Ambrose Evans-Pritchard is a rare exception – a Western journalist who doesn’t specialise in Asia, but sees the full significance of the growing tensions between rival Asian powers. Here, in the Telegraph, he focuses on the increasingly fraught relationship between China and Japan:
“What we are dealing with is a great power collision of epochal proportions.
“The Asian arms race is young, but clearly under way already. China has launched its first stealth drone, known as Sharp Sword. It developing indigenous aircraft carriers. Its ‘Two-Ocean-Strategy’ implies a fleet of five or six carrier battle groups.
“Japan is already rearming. It is building a de facto marine force. It has launched its largest warship since WW2, an 800-foot long DDH-class helicopter carrier, an aircraft carrier in all but name. Tokyo is developing its own version of the Pentagon’s Advanced Research Projects Agency. Spending on warships and aircraft will jump by 23pc this year.”
An ongoing Asian arms race would have global economic implications:
“…an Asian arms race would almost certainly tackle some of the underlying causes of the long malaise in the Western economies. It would soak up much of the Asian ‘savings glut’ and the excess industrial capacity in China, and would help to narrow the perennial East-West trade gap.
“This would be an answer of sorts to the West’s ‘secular stagnation’ – to use the term of former US treasury secretary Larry Summers – or the liquidity trap as others call it.”
Evans-Pritchard emphasises the upside of this economic knock-on effect, but Western governments that continue to rely on Asian capital to fund their deficits will be in for a rude shock.
Then there’s an even greater risk – the danger of a Cold War in the Far East that turns hot:
“I was shown detailed maps tracing movements of Chinese DDG warships and Yuan-class submarines that left me deeply alarmed over where this is going. Japanese officials said Chinese naval officers on patrol were not responding to normal signals.
“‘What we don’t know is whether Chinese officers follow any international code of conduct? Do they understand what is banned and not banned? Does the Communist Party control their own military?’ said one defence planner.”
This is scary stuff – and it gets scarier:
“There is no red telephone between Tokyo and Beijing to defuse a crisis if it erupts, nothing comparable to the Washington-Moscow ‘hotline’ during the Cold War.
“While the US and China were able to calm the waters after an American military jet collided with a Chinese fighter in 2002 – killing the Chinese pilot – it is unlikely that any such mishap between China and Japan could be contained at this stage.”

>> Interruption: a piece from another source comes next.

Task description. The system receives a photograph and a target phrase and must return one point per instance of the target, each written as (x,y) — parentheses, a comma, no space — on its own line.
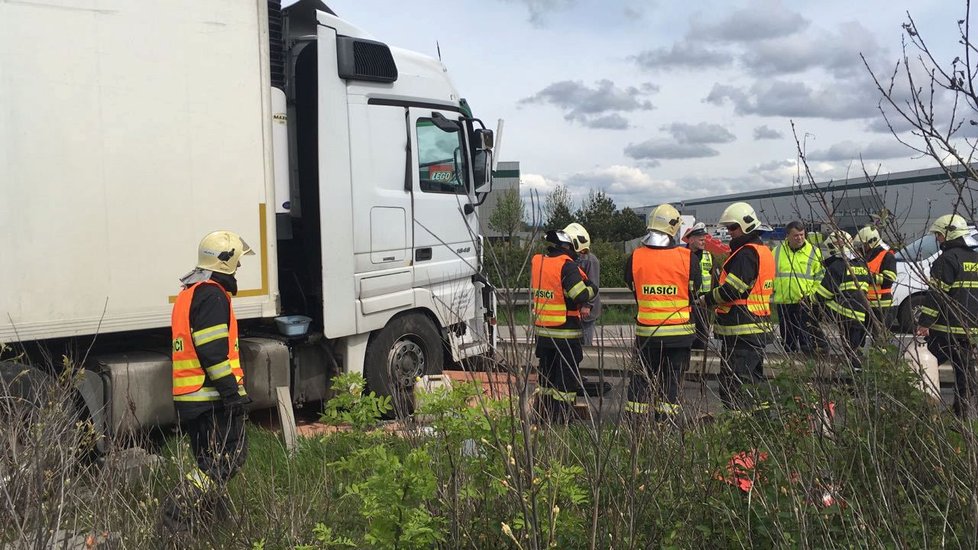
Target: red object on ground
(716,246)
(741,469)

The relationship between China and Japan is only one source of potential danger. There’s also Taiwan, India, south east Asia and the Korean peninsula to factor in (and let’s not forget Russia, which borders on both China and North Korea).
There are those who think that the rise of Asia means that America will decline in global significance; but while we can expect an end to the unipolar world that has existed since the fall of the Berlin Wall, America – as the only plausible peace keeper – will become more important than ever.